The raiders were to sneak south in civilian clothing and rendezvous in Marietta, Georgia. All but two made it and boarded a train pulled by the locomotive General on April 12, 1862. The train traveled north and stopped in Big Shanty, Georgia for breakfast, and the raiders stole the General and a few cars, intending to tear up track and burn bridges behind them and meet advancing Federal troops. After a chase described in Great Locomotive Chase, the raiders ran out of fuel near Chattanooga, Tennessee, and were captured.

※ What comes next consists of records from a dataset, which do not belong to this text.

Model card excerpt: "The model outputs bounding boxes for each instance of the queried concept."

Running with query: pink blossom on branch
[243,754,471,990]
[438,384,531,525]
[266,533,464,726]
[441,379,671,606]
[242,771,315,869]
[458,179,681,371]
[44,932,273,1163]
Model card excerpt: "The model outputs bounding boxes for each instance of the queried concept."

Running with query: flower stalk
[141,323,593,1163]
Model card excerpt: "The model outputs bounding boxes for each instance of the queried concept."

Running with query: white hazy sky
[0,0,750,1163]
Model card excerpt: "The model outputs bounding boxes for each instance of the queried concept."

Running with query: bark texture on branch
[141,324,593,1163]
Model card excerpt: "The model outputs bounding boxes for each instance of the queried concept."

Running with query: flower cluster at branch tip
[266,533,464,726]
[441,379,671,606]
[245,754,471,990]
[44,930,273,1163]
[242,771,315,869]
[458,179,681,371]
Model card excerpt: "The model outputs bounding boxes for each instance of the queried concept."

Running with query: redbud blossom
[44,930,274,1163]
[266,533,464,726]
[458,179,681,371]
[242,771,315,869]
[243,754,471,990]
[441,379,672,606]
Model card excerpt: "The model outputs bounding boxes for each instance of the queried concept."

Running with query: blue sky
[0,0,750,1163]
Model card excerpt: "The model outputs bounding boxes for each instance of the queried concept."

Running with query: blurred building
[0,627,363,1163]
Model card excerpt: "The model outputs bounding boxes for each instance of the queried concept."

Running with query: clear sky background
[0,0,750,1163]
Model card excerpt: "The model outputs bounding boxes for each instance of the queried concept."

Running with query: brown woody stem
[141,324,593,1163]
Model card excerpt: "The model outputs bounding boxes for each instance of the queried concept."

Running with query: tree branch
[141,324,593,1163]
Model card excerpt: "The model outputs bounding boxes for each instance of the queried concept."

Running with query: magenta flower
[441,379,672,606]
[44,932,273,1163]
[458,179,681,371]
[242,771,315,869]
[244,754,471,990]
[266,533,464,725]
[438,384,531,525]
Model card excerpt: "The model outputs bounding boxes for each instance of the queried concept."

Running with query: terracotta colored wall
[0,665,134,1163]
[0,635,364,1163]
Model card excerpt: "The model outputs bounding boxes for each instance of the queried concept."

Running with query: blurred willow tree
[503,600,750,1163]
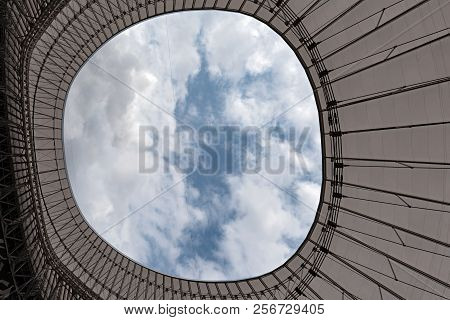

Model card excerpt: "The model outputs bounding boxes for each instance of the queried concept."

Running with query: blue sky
[64,12,321,280]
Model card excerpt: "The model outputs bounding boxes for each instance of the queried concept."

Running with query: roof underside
[2,0,450,299]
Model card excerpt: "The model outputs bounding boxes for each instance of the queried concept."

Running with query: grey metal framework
[0,0,450,299]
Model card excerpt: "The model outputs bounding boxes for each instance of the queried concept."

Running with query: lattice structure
[0,0,450,299]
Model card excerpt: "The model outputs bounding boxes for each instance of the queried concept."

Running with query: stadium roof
[0,0,450,299]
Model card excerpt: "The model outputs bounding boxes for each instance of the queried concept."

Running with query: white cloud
[64,12,321,280]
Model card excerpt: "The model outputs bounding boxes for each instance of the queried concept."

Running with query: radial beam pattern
[0,0,450,299]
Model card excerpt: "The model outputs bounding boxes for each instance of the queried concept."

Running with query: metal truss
[0,0,450,299]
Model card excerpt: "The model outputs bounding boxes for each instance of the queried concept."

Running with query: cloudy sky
[64,12,322,280]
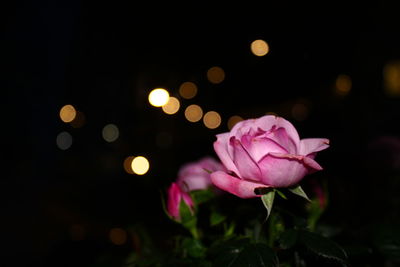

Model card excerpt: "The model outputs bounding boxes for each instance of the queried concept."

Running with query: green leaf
[224,222,236,237]
[373,223,400,261]
[213,242,279,267]
[298,230,347,263]
[289,185,311,202]
[179,200,197,229]
[279,229,297,249]
[182,238,206,258]
[261,191,275,220]
[210,211,226,226]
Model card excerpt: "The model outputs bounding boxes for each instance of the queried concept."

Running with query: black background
[0,1,400,266]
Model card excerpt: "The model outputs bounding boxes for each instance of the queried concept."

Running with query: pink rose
[211,116,329,198]
[167,183,194,221]
[177,157,225,192]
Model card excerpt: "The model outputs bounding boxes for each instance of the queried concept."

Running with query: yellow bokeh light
[149,88,169,107]
[250,39,269,57]
[185,104,203,122]
[228,115,243,130]
[179,82,197,99]
[124,156,135,174]
[383,62,400,96]
[203,111,221,129]
[110,228,128,245]
[60,105,76,122]
[131,156,150,175]
[161,96,181,115]
[207,66,225,84]
[335,74,352,96]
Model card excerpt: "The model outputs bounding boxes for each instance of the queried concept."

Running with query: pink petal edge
[211,171,268,198]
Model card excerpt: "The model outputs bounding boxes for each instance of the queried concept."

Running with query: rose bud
[167,183,194,221]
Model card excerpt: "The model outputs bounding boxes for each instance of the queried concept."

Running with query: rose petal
[275,117,300,150]
[241,134,289,162]
[214,133,239,175]
[230,137,261,181]
[258,153,312,187]
[211,171,268,198]
[299,138,329,156]
[167,183,181,218]
[266,127,297,154]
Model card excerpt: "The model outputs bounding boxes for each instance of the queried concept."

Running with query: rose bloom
[211,116,329,198]
[177,157,225,192]
[167,183,194,221]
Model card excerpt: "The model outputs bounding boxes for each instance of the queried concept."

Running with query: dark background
[0,1,400,266]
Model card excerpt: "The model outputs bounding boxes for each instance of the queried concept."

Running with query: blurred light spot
[60,105,76,122]
[69,224,85,241]
[335,74,351,96]
[156,132,172,148]
[131,156,150,175]
[56,132,72,150]
[179,82,197,99]
[70,111,86,128]
[203,111,221,129]
[185,105,203,122]
[124,156,135,174]
[102,123,119,143]
[207,67,225,84]
[250,40,269,57]
[383,62,400,96]
[292,101,309,121]
[110,228,128,245]
[161,96,181,115]
[228,115,243,130]
[149,88,169,107]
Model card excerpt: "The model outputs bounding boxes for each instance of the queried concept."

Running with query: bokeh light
[383,62,400,96]
[56,132,72,150]
[131,156,150,175]
[149,88,169,107]
[69,110,86,128]
[101,123,119,143]
[250,39,269,57]
[179,82,197,99]
[110,228,128,245]
[207,66,225,84]
[228,115,243,130]
[185,104,203,122]
[60,105,76,123]
[203,111,221,129]
[124,156,135,174]
[335,74,352,96]
[161,96,181,115]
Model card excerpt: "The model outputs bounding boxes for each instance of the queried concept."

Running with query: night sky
[0,1,400,266]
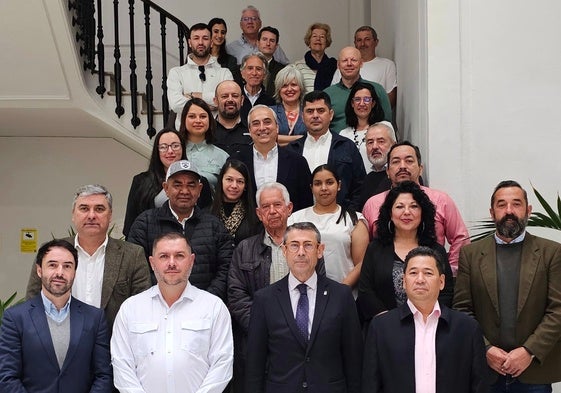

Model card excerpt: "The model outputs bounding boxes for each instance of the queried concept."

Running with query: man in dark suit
[362,246,488,393]
[454,180,561,393]
[0,240,113,393]
[232,105,313,211]
[245,222,362,393]
[27,184,151,335]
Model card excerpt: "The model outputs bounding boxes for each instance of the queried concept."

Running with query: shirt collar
[493,231,526,244]
[74,234,109,256]
[288,271,318,291]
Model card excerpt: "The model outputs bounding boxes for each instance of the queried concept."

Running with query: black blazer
[362,304,489,393]
[231,146,314,211]
[244,276,362,393]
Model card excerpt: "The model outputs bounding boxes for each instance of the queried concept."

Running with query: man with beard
[214,81,252,155]
[454,180,561,393]
[362,141,469,277]
[167,23,234,130]
[360,121,397,209]
[0,239,113,393]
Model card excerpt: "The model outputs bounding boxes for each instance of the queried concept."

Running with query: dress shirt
[41,291,72,323]
[185,141,229,189]
[243,86,263,106]
[72,235,109,308]
[493,231,526,244]
[362,186,469,277]
[253,145,279,188]
[288,271,318,336]
[263,231,290,284]
[407,300,440,393]
[226,34,290,64]
[111,283,233,393]
[302,130,332,172]
[166,55,234,130]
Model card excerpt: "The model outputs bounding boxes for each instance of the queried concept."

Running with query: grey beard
[495,214,528,239]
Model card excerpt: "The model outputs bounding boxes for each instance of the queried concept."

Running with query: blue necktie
[296,284,309,341]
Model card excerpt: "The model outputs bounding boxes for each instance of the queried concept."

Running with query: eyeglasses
[199,66,206,82]
[158,142,181,153]
[286,243,317,254]
[240,16,261,23]
[353,97,374,104]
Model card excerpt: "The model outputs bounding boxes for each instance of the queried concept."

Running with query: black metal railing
[68,0,189,138]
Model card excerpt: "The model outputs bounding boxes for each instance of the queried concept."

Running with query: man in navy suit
[232,105,313,211]
[245,222,362,393]
[362,247,489,393]
[0,240,113,393]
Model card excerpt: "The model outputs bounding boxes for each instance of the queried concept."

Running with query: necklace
[353,128,366,147]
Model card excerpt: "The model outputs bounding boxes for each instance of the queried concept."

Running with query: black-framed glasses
[199,66,206,82]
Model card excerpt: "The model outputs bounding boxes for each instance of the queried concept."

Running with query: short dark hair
[179,97,216,145]
[491,180,528,207]
[388,141,422,165]
[304,90,332,109]
[403,246,446,274]
[35,239,78,268]
[257,26,280,44]
[282,221,321,244]
[152,232,192,252]
[189,23,212,38]
[376,180,436,246]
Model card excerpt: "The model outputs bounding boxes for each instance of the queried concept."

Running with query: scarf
[304,50,337,90]
[220,201,245,237]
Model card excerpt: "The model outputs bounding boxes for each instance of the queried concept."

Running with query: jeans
[491,375,552,393]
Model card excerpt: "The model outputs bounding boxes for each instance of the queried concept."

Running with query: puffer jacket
[127,201,234,301]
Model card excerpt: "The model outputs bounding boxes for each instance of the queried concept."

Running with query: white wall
[0,137,147,299]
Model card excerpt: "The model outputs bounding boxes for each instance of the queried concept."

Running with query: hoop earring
[388,220,393,234]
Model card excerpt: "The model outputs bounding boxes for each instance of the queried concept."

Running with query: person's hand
[503,347,533,378]
[486,345,510,375]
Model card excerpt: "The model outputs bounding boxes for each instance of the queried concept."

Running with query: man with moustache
[362,141,469,277]
[111,232,233,393]
[232,105,312,211]
[226,5,290,64]
[214,81,252,155]
[360,121,397,210]
[454,180,561,393]
[167,23,234,130]
[0,239,113,393]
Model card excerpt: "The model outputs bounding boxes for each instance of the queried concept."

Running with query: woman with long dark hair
[288,164,369,287]
[357,181,454,321]
[210,159,261,245]
[123,128,212,237]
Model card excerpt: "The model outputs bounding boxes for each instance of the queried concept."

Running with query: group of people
[0,6,561,393]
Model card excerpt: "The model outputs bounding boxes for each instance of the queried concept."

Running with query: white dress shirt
[111,283,233,393]
[288,272,318,336]
[302,130,332,172]
[72,235,109,307]
[253,145,279,188]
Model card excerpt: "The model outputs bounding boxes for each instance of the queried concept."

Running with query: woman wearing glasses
[123,128,212,237]
[339,82,393,173]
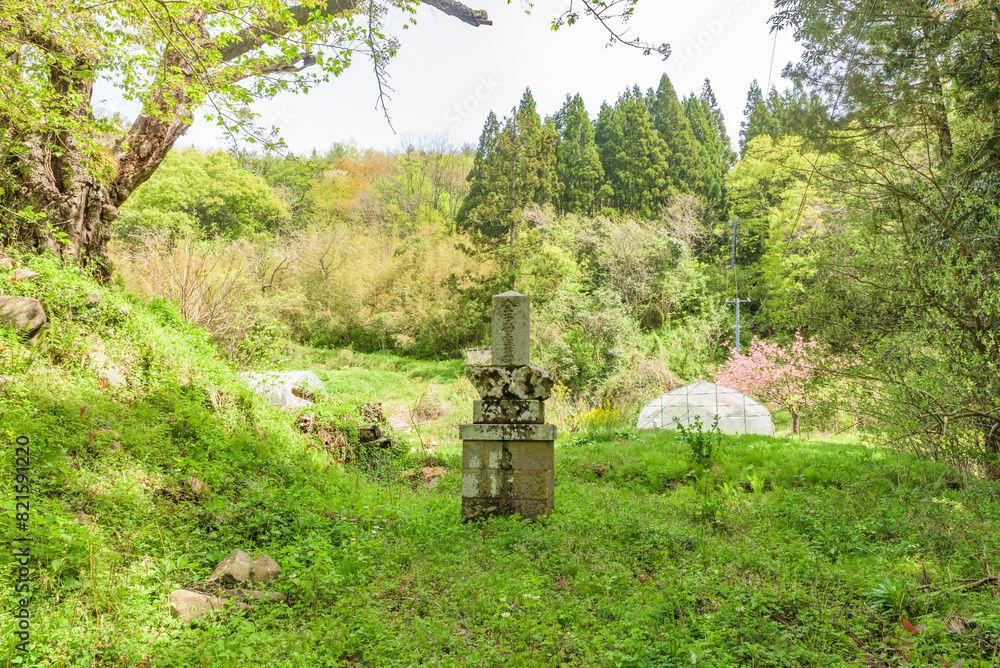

As a civilian, Campbell was tried and convicted of being an unlawful combatant. He was hanged with six others June 18, 1862 at the corner of Fair Street (now Memorial Drive) and South Park Avenue, Atlanta, Georgia. His hanging was described : "Five only remained dangling in the air; for two of the seven, Campbell and Slavens, being very heavy men, broke the ropes, and fell to the ground insensible. In a short time they recovered, and asked for a drink of water, which was given them. Then they requested an hour to pray before entering the future world, which lay so near and dark before them. This last petition was indignantly refused, and as soon as the ropes could be adjusted, they were compelled to re-ascend the scaffold, and were again turned off!" Campbell was buried nearby, and his remains were removed April 25, 1866 to Chattanooga National Cemetery, near the Ohio Memorial, (Section G, grave No. 11,180).

Secretary of War Edwin M. Stanton awarded the first Medals of Honor to several of the raiders. As a civilian, Campbell was not eligible.

Jeff York played Campbell in the Disney movie The Great Locomotive Chase.